Auch bei Folge-Durchsuchungen, die erst durch die Funde möglich wurden, fanden die Verfolgungsbehörden belastendes Material. Von letzten polizeilichen Heimsuchungen im Januar 1997 war neben zwei weiteren BerlinerInnen auch ein damaliger Redakteur der jungen Welt und jetziger Mitarbeiter der Jungle World betroffen. Nur ein halbes Jahr später wurden jedoch bereits zahlreiche Verfahren gegen Zahlung einer Geldbuße zwischen 1 000 und 6 000 Mark eingestellt. Die Oberlandesgerichte konnten in der Organisierung einer illegalen Zeitschrift einfach keinen Tatbestand erkennen, der den Vorwurf der "Bildung einer kriminellen Vereinigung" rechtfertigt.

Laut Auskunft der Pressesprecherin der BAW, Eva Schübel, sind inzwischen "fast alle Verfahren" eingestellt. "Vorläufig noch nicht eingestellt" seien jene gegen den Jungle World-Redakteur sowie den holländischen Internet-Provider "xs4all", der die jeweils neueste radikal-Ausgabe ins Internet eingespeist hatte.
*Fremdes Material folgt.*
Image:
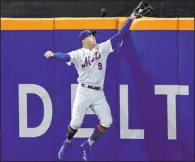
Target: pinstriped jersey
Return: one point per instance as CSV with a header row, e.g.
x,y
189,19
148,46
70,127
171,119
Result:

Als "ein großes ABM-Projekt in zweistelliger Millionenhöhe für die Sicherheitsorgane" bezeichnet der Berliner Anwalt Christoph Kliesing, der in den letzten 15 Jahren wiederholt radikal-Angeklagte verteidigte, die Aktionen der BAW. Selbst einzelne Staatsanwaltschaften der Länder seien inzwischen von dem Verfolgungswahn der BAW genervt.

Dennoch hat die BAW und das Bundeskriminalamt in großem Umfang Kenntnisse über Art und Weise einer verdeckten Organisierung gewinnen können. So scheint es gar nicht unbedingt Ziel und Zweck dieser Ermittlungen gewesen zu sein, zu Verurteilungen vor Gericht zu kommen. Schließlich legitimiert der Paragraph 129 weitreichende Fahndungsbefugnisse, beispielsweise das Abhören von Telefonen, die es auszunutzen gilt. Außerdem saßen vier der Beschuldigten ein halbes Jahr im Knast, was mit einer Verfahrenseinstellung ebensowenig gutgemacht werden konnte wie die aufwendige Arbeit gegen die Repression, mit der sich zahlreiche linke Gruppen unfreiwillig beschäftigten mußten.

Bereits im April 1998 war ein 16seitiges Aufarbeitungspapier erschienen, in dem "ein Zusammenhang der radikal" zu den eigenen Fehlern Stellung nahm. Dort wurde erstmals Klartext darüber geredet, was die Polizei bei den Durchsuchungen alles gefunden hatte. Da in diesem Text die weitere Zukunft der radikal sehr im Vagen gehalten wurde, kam das Erscheinen der neuen Ausgabe auch für viele in der Szene überraschend.